More than five inches of rain pummeled Alameda on October 24, making it the wettest October day ever. The storm washed away tons of sand along Crown Memorial State Beach and Alameda Beach, leaving cliffs at the edge of the vegetated sand dunes.
“The most significant damage of our shoreline parks was at Crown Beach,” Jim O’Connor told the Park Advisory Committee. O’Connor is the Assistant General Manager of Park Operations for the East Bay Regional Park District. “A lot of rain came at one time and there was significant erosion,” which “may be an effect of climate change.”
The so-called atmospheric river of rain washed away nearly all the sand that was placed there almost eight years ago to the day, exposing the original yellow sand some of us remember from before.
Starting on October 26, 2013, about 82,600 cubic yards of sand from offshore barges was distributed on Alameda’s shoreline and was completed by the end of that year. At a cost of nearly $5.7 million, the project sought to restore the beach and dune system to its 1987 footprint and was projected to last 20 years. The sand itself came from a commercial dredging operation near Angel Island.
“That sand was much coarser than the original sand was,” said frequent beachgoer Ani Dimusheva. “I bet that gravely sand, which was harder on the bare feet than the light-colored, finer sand that it covered, didn’t compress as nicely and was easier to wash away.”
The resulting sand cliffs range from two to seven feet tall. The board-sport concessionaire’s outdoor shower tower was undermined, leaving its cement foundation suspended over a cliff. Sandbags have been placed nearby to hold the picnic area in place. Fences to preserve the dune habitat along the beach are suspended in air too. One walkway is closed because the elevation drops four feet where the access trail mat enters the beach.
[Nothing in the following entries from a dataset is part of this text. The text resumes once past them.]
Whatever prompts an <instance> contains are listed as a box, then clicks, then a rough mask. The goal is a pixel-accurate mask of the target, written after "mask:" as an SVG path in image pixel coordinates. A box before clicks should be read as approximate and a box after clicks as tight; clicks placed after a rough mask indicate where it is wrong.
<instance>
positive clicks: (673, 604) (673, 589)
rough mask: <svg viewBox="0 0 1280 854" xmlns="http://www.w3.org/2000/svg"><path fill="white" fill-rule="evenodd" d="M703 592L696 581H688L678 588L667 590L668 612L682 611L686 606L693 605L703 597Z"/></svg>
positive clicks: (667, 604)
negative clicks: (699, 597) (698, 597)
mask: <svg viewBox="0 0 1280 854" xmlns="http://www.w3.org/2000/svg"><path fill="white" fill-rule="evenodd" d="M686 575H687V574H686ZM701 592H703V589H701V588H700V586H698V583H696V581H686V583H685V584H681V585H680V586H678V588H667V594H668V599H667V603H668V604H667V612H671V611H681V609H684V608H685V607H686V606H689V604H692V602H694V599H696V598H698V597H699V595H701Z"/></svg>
The East Bay Regional Park District, which manages the beach, is evaluating the situation and studying its options on how to remedy the situation.
The city’s climate action and resiliency plan, adopted in 2019, anticipated having to someday modify the beach to withstand climate and sea level rise impacts where the cliffs have formed at the board sports area. The recommendation states, “Consider opportunities to move the shoreline into the Bay at a more gradual slope to protect against erosion.” The timeline for the adaptive measure is during the next five to ten years. The October 24 storm may have compressed the timeline.
Crown Beach is an artificial beach that has no natural source of sand replenishment, such as deposition from a creek or river. Annual beach maintenance requires bulldozing the sand back in place that got moved by tide action.
According to the park district’s website, approximately one percent of the sand is washed away every year due to normal natural causes. Major storm events, such as occurred in 1998, 2005-2006, and now 2021, drastically accelerate beach erosion.
Replacement of the sand in 2013 was funded mainly by the East Bay Regional Park District, with additional funding from Federal Emergency Management Agency (FEMA), State Department of Boating and Waterways; and Dubai Star oil spill mitigation funds.
It is unknown how a new batch of replacement sand will be funded or where it would be procured from. It is also unknown whether that sand will more closely match the original, finer sand that beach users enjoyed prior to 2013, and whether that would prevent such drastic erosion.
Not far away, the newly completed Encinal Boat Launch Facility saw its floating docks broken and flipped on their sides, requiring removal for repair.